Intentar hacer compras ecológicas en un supermercado hoy en día parece un acto de equilibrio. Entre lemas genéricos como “amigo de la naturaleza” o vagas referencias a la compensación de CO2 impresas por empresas individuales, el consumidor se encuentra ante un laberinto de marcas privadas sin una norma única y transparente. En la mayoría de los casos, la sostenibilidad alimentaria se reduce únicamente a la huella de carbono. Una simplificación arriesgada: un alimento también puede presumir de bajas emisiones de gases de efecto invernadero, pero esconde un impacto devastador en el territorio en términos de pesticidas, consumo de recursos y degradación de los ecosistemas.
Para superar esta falta total de parámetros uniformes, la red europea coordinada por WWF Italia ha lanzado la Etiqueta Ambiental de los Alimentos 2.0 (EFL 2.0).
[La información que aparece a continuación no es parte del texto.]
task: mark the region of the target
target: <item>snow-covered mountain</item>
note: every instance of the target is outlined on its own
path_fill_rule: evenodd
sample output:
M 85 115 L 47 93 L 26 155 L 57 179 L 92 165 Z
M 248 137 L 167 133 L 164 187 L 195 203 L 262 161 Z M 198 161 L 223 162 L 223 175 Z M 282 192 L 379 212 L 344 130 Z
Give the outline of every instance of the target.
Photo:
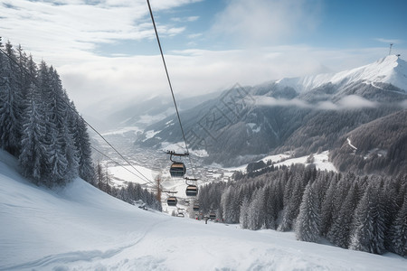
M 190 147 L 204 149 L 208 164 L 234 166 L 269 154 L 332 149 L 343 135 L 406 107 L 407 63 L 392 55 L 335 74 L 236 85 L 181 119 Z M 172 116 L 147 126 L 136 144 L 182 141 L 176 121 Z
M 308 91 L 327 84 L 349 85 L 385 83 L 407 91 L 407 62 L 398 56 L 389 55 L 374 63 L 337 73 L 318 74 L 302 78 L 282 79 L 277 84 L 290 87 L 298 92 Z
M 407 259 L 292 232 L 146 211 L 80 179 L 52 191 L 0 151 L 0 270 L 404 270 Z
La elección del anuncio se produjo en vísperas del 5 de junio, Día Mundial del Medio Ambiente, creado precisamente para llamar la atención mundial sobre las presiones insostenibles que los sistemas de producción ejercen sobre la naturaleza.
¿Qué hay realmente detrás del estante?
Los parámetros utilizados hasta ahora se basan en el Life Cycle Assessment (LCA), un sistema que calcula el impacto de un producto “desde la cuna hasta la tumba”. Un modelo útil, sin duda, pero al que le cuesta fotografiar el daño biológico real. No dice si ese campo se está convirtiendo en un desierto o cuánta biodiversidad se ha eliminado para dejar espacio al monocultivo. EFL 2.0 llena este vacío al introducir importantes indicadores complementarios: salud del suelo, protección de los ecosistemas, circularidad y el riesgo relacionado con los microplásticos en las cadenas de suministro. Sólo así el consumidor podrá entender el verdadero precio ecológico de lo que pone en su carrito.
La salud es una sola (y parte de la tierra)
Comer bien no es sólo una cuestión de calorías o nutrientes aislados. El centro de gravedad científico del proyecto adopta la filosofía One Health: la salud humana, la de los animales y los ecosistemas están estrechamente vinculadas. El suelo maltratado y agotado produce cultivos menos nutritivos, lo que compromete nuestro bienestar. Al combinar la dimensión medioambiental con la nutricional, esta nueva etiqueta, afirma el WWF, nos guiará hacia dietas buenas tanto para el cuerpo como para el Planeta, sin obligarnos a elegir entre nuestra salud y la de la Tierra.
Alianza científica contra los sinvergüenzas del greenwashing
El proyecto, cofinanciado por EIT Food y activo hasta septiembre de 2027, crea una red multidisciplinar que une al WWF con gigantes de la investigación como CREA-AN, las universidades “Luigi Vanvitelli” de Campania, Siena, Tuscia y Aarhus, junto con FederBio, ECOS y la empresa tecnológica posti. Este equipo está desarrollando una arquitectura para rastrear y verificar datos de forma blindada. Los consumidores claman por claridad y los datos del Observatorio del Consumidor de Alimentos del EIT lo dicen claramente: la transparencia guía las decisiones en Europa. La prueba de fuego llegará en 2027, cuando el sistema salga de los laboratorios para realizar una prueba en las tiendas de los supermercados. Será allí, frente a los mostradores refrigerados, donde entenderemos si estamos preparados para cambiar realmente la forma en que alimentamos el futuro.